From: Roland McGrath
Subject: Re: iohelp handle_io_release_conch doesn't lock shared page
Date: Sat, 11 May 2002 16:40:36 -0400 (EDT)

> Only that it's essentially untested, and really deprecated.  Roland, do
> you think it's worth keeping around?  Is there another way to guarantee
> correct exec behavior?  (Like, say, reading the entire file in a single
> RPC; is that enough?)

I didn't realize that the io_map_cntl stuff was deprecated in your eyes.
(That doesn't mean we didn't have a conversation with that conclusion, I
may have just forgotten.)  It's certainly never been used.  But we've also
never actually had the execve vs write atomicity guarantee.  (Note that
AFAICT there is no specification anywhere that requires atomicity of execve
vs write.  POSIX.1-1996 talks only about read vs write, and extends this to
stdio and other things via the "underlying function" clauses--but there are
no such clauses applying to exec.  AFAIK other systems do not always
provide this guarantee, e.g. none I'm aware of do for NFS; I don't know
whether other current systems in fact make the guarantee for disk files.)
I'm not saying it's not a worthwhile thing to have, but just to put in
perspective how much hassle and other inefficiencies it might really be worth.

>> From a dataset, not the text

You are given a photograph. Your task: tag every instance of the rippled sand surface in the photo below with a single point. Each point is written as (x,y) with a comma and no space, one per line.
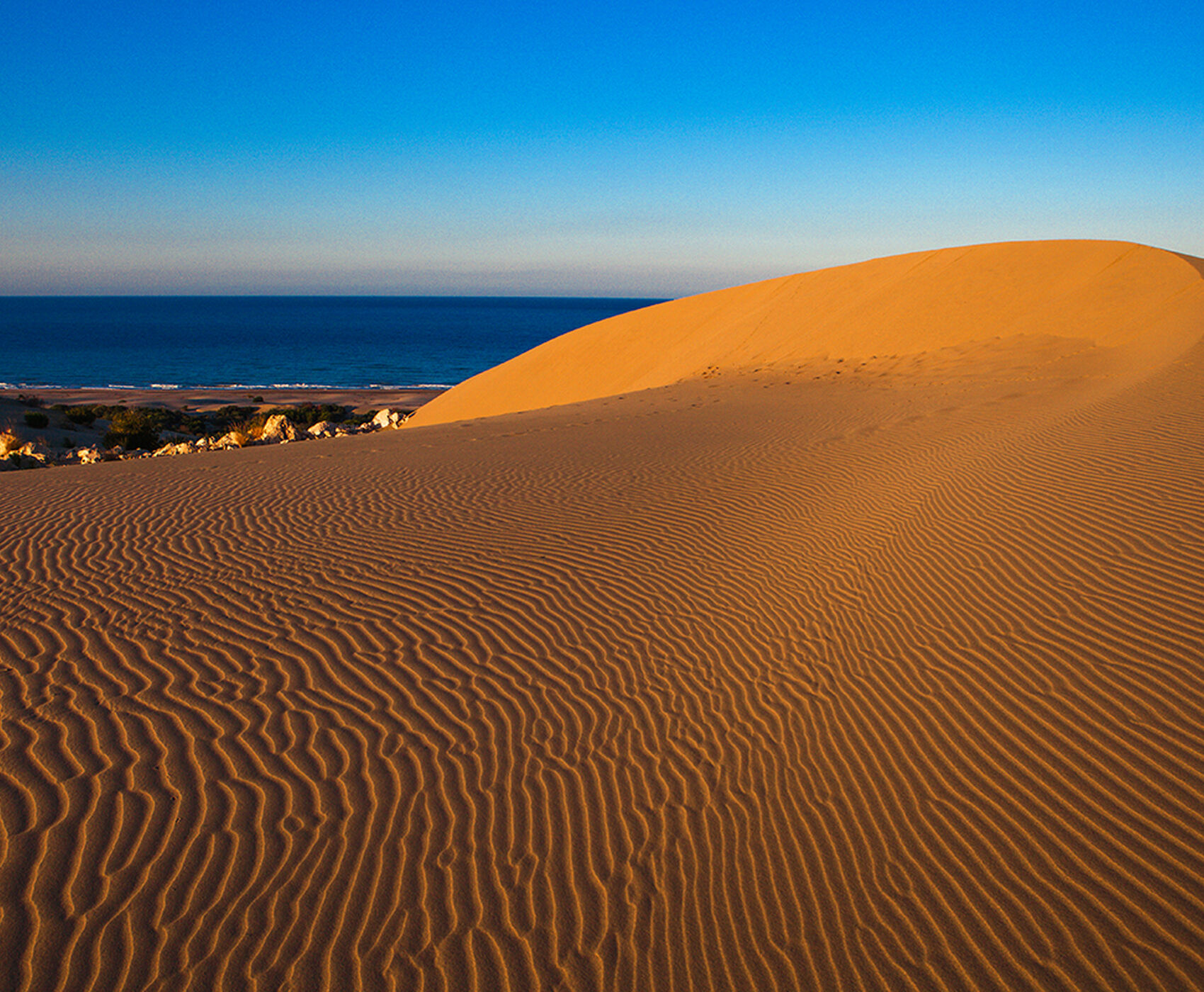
(848,671)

I am dubious about the idea of an io_read for the entire file in exec.
That approach presumes the filesystem will be doing something as lazy for
io_read as it does for mapping.  Maybe diskfs does, but it still seems
dicey in principle.  And I wonder how the overhead of the io_read to
vm_copy to ool reply of pages mapped to self compares to the overhead of
io_map to the other guy's vm_map.  Even if the io is delayed, I am still
uncomfortable with having to consume arbitrary chunks of address space in
exec during the procedure.  An executable file with debug symbols can be
very huge, and exec would have to do the single io_read to get it all
before looking in the first page to discover what tiny fraction needs to go
into the process image.  This might be a relatively quick window, but
there's no reason there shouldn't be 2000 of them going on simultaneously
and just the rare possibility of running out of address space in exec for
an instant introduces either unreliability or a bunch of hair in the code
to cope with waiting and retrying or capping the maximum number and so forth.